Sorry no, at each step I use reverse mode for the gradients of the training loss w.r.t model params, and I use that to compute Z. However I use forward mode manually by using the Z at the final step, to get the final (hyper)gradient of interest. So Z is an intermediate quantity that I need to compute the final hypergradient at step T, which is dL_val/dhyperparams = (dLval/dparams_T) * (dparams_T/dhyperparams) = (dLval/dparams) * Z_T

If you’re familiar with MAML in meta learning, this is like using reverse mode for the inner loop, and forward mode for the outer loop

I am still confused as computing the product (dLval/dparams) * Z_T is a forward mode AD computation on the model.
If you wanted to do that you would have to use backward of backward trick in pytorch.
Or compute the full Jacobian of the mode, but that is going to be expensive and expected to be.
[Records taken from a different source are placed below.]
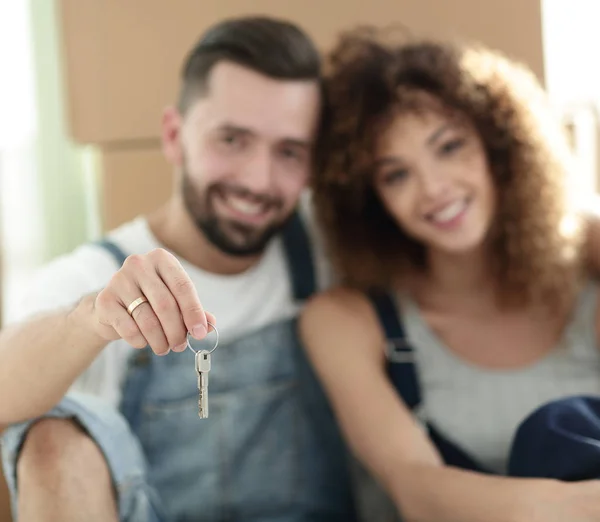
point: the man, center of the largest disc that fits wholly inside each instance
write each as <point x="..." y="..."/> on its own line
<point x="228" y="246"/>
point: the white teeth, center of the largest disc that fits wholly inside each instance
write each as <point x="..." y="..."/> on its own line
<point x="244" y="206"/>
<point x="449" y="212"/>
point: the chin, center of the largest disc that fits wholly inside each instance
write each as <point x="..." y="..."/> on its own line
<point x="458" y="247"/>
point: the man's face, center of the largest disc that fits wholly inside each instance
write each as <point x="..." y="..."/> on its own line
<point x="244" y="150"/>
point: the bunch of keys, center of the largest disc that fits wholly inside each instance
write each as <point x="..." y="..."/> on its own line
<point x="203" y="368"/>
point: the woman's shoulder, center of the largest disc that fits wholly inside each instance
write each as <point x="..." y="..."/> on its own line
<point x="341" y="311"/>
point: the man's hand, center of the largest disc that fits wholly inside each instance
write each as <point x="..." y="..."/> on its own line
<point x="173" y="308"/>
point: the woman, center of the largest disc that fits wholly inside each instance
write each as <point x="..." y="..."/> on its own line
<point x="442" y="192"/>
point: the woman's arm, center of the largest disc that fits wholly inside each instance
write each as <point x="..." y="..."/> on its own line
<point x="344" y="342"/>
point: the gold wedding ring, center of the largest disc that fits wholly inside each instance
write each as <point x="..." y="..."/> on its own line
<point x="135" y="304"/>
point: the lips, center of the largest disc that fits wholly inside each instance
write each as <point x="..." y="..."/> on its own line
<point x="243" y="206"/>
<point x="449" y="214"/>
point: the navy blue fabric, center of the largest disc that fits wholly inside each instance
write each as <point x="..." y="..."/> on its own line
<point x="402" y="372"/>
<point x="299" y="258"/>
<point x="559" y="440"/>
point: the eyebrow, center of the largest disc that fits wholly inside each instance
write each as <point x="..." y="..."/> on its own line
<point x="439" y="133"/>
<point x="230" y="127"/>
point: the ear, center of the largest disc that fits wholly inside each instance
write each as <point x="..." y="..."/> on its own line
<point x="171" y="127"/>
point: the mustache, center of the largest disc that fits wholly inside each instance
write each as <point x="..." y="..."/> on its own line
<point x="267" y="200"/>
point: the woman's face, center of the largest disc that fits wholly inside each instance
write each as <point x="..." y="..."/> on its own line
<point x="433" y="177"/>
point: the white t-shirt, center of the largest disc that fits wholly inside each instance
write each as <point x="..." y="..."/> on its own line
<point x="241" y="303"/>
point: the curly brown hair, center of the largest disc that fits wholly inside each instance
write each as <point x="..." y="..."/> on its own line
<point x="369" y="80"/>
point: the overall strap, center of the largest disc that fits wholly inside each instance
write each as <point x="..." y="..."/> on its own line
<point x="299" y="258"/>
<point x="136" y="383"/>
<point x="400" y="355"/>
<point x="402" y="370"/>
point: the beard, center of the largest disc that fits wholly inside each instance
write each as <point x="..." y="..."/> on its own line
<point x="229" y="236"/>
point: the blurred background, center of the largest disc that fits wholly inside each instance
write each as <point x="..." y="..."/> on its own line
<point x="83" y="83"/>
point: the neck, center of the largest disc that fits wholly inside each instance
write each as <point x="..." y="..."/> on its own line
<point x="465" y="277"/>
<point x="175" y="229"/>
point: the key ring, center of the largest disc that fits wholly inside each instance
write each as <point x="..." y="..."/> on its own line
<point x="187" y="339"/>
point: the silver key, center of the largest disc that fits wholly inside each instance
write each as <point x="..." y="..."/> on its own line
<point x="203" y="367"/>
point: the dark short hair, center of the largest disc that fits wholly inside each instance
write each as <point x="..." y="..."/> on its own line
<point x="270" y="46"/>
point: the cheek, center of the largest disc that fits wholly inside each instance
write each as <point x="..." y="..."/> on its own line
<point x="396" y="201"/>
<point x="208" y="166"/>
<point x="290" y="184"/>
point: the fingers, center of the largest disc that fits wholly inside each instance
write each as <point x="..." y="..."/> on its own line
<point x="114" y="318"/>
<point x="183" y="290"/>
<point x="173" y="307"/>
<point x="210" y="318"/>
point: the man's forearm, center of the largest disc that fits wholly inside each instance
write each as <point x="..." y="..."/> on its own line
<point x="41" y="358"/>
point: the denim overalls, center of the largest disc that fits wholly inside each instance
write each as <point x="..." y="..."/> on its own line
<point x="560" y="439"/>
<point x="270" y="450"/>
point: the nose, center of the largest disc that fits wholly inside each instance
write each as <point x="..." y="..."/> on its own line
<point x="257" y="174"/>
<point x="433" y="183"/>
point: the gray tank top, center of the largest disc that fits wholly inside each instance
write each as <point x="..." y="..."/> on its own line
<point x="480" y="409"/>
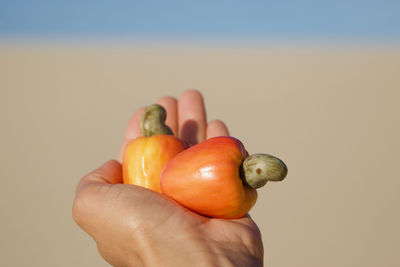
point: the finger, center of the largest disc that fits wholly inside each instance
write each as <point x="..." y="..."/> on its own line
<point x="192" y="117"/>
<point x="216" y="128"/>
<point x="171" y="106"/>
<point x="108" y="173"/>
<point x="132" y="131"/>
<point x="91" y="189"/>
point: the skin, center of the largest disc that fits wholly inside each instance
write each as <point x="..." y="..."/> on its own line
<point x="134" y="226"/>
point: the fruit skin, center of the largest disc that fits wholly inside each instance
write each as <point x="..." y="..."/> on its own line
<point x="145" y="157"/>
<point x="206" y="179"/>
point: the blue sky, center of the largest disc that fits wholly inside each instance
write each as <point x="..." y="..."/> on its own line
<point x="245" y="20"/>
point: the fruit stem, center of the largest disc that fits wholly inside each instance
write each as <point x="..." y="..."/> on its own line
<point x="152" y="121"/>
<point x="258" y="169"/>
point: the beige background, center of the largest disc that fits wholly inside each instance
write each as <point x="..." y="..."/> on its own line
<point x="331" y="112"/>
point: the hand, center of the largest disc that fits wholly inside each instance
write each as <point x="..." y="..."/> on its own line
<point x="134" y="226"/>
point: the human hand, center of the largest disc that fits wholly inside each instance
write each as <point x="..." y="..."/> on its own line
<point x="134" y="226"/>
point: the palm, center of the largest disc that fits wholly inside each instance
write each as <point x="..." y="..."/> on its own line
<point x="188" y="119"/>
<point x="133" y="224"/>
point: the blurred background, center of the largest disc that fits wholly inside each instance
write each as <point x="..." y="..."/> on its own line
<point x="316" y="83"/>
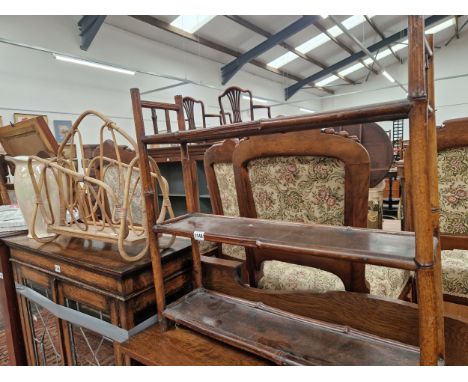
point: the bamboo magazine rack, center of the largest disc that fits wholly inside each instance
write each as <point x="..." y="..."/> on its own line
<point x="307" y="328"/>
<point x="103" y="199"/>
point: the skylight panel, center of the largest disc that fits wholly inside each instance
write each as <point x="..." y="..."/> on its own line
<point x="313" y="43"/>
<point x="351" y="69"/>
<point x="398" y="46"/>
<point x="441" y="26"/>
<point x="191" y="23"/>
<point x="282" y="60"/>
<point x="317" y="41"/>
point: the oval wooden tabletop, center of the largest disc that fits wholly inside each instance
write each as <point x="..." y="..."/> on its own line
<point x="376" y="141"/>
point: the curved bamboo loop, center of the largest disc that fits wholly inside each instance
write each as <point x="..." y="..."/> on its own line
<point x="89" y="207"/>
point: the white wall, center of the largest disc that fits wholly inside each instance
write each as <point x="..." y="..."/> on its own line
<point x="451" y="94"/>
<point x="34" y="82"/>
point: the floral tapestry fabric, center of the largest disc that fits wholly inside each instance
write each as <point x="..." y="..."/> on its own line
<point x="299" y="189"/>
<point x="227" y="188"/>
<point x="224" y="173"/>
<point x="284" y="276"/>
<point x="455" y="272"/>
<point x="386" y="282"/>
<point x="453" y="190"/>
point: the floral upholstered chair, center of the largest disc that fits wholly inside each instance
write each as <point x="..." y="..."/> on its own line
<point x="316" y="178"/>
<point x="452" y="146"/>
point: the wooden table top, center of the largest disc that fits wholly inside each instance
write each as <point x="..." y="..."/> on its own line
<point x="93" y="255"/>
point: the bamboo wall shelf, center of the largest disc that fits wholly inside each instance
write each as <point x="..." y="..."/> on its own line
<point x="391" y="249"/>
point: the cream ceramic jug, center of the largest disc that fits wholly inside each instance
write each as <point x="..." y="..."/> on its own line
<point x="26" y="197"/>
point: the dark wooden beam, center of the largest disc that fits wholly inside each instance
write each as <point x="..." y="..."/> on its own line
<point x="89" y="27"/>
<point x="342" y="45"/>
<point x="228" y="71"/>
<point x="254" y="28"/>
<point x="220" y="48"/>
<point x="382" y="36"/>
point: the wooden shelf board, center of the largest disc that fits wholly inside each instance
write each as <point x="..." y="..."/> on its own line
<point x="184" y="347"/>
<point x="392" y="249"/>
<point x="282" y="337"/>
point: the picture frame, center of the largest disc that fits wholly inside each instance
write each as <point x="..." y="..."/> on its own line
<point x="28" y="137"/>
<point x="18" y="117"/>
<point x="61" y="128"/>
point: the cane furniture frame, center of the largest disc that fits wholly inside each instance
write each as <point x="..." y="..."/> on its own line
<point x="419" y="251"/>
<point x="89" y="207"/>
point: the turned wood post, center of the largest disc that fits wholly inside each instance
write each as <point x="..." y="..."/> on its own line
<point x="421" y="168"/>
<point x="433" y="179"/>
<point x="189" y="170"/>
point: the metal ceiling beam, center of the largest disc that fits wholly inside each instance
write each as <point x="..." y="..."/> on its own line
<point x="254" y="28"/>
<point x="220" y="48"/>
<point x="293" y="89"/>
<point x="364" y="49"/>
<point x="382" y="36"/>
<point x="342" y="45"/>
<point x="228" y="71"/>
<point x="89" y="27"/>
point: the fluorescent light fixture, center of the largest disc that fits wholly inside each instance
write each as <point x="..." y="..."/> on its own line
<point x="191" y="23"/>
<point x="441" y="26"/>
<point x="93" y="64"/>
<point x="317" y="41"/>
<point x="389" y="77"/>
<point x="255" y="99"/>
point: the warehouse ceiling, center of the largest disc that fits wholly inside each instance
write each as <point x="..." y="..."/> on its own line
<point x="289" y="49"/>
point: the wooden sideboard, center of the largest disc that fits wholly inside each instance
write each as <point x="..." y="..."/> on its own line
<point x="88" y="277"/>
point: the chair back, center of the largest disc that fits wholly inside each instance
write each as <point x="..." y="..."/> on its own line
<point x="222" y="187"/>
<point x="309" y="177"/>
<point x="234" y="95"/>
<point x="189" y="107"/>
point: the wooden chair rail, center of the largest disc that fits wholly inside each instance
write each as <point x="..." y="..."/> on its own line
<point x="372" y="113"/>
<point x="392" y="249"/>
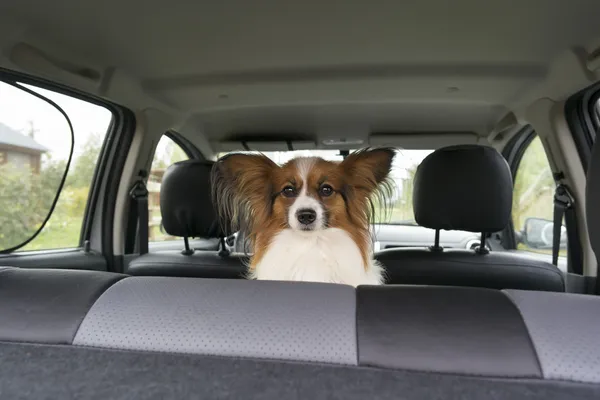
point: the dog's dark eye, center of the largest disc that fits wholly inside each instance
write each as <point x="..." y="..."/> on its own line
<point x="288" y="191"/>
<point x="326" y="191"/>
Perhaps forward mode is used loosely in this literature; what I mean here is that, contrary to reverse mode, I don’t have to store the all instances of my weights in memory to compute the final hypergradient. It does not refer to forward mode on dLtrain/dparams.

My question is: in the snippet above, can this sort of operation (for loop + writing one col at a time) be turned into a single matrix multiplication and single call to autograd.grad?

This is slightly slower on CPU…

grads = torch.autograd.grad(loss, weights, create_graph=True)[0] # size (D)
grads_times_Z = torch.mm(grads.unsqueeze(1).T, Z)
for k in range(K):
    HZp[:,k] = torch.autograd.grad(grads_times_Z[:,k], weights, retain_graph=True)[0]

The problem is not the product but that you only want to gradients corresponding to part of it. In some sense, you have K different loss functions. So if you want the gradients for each of them you need to do K backwards. I don’t think there is any way around this.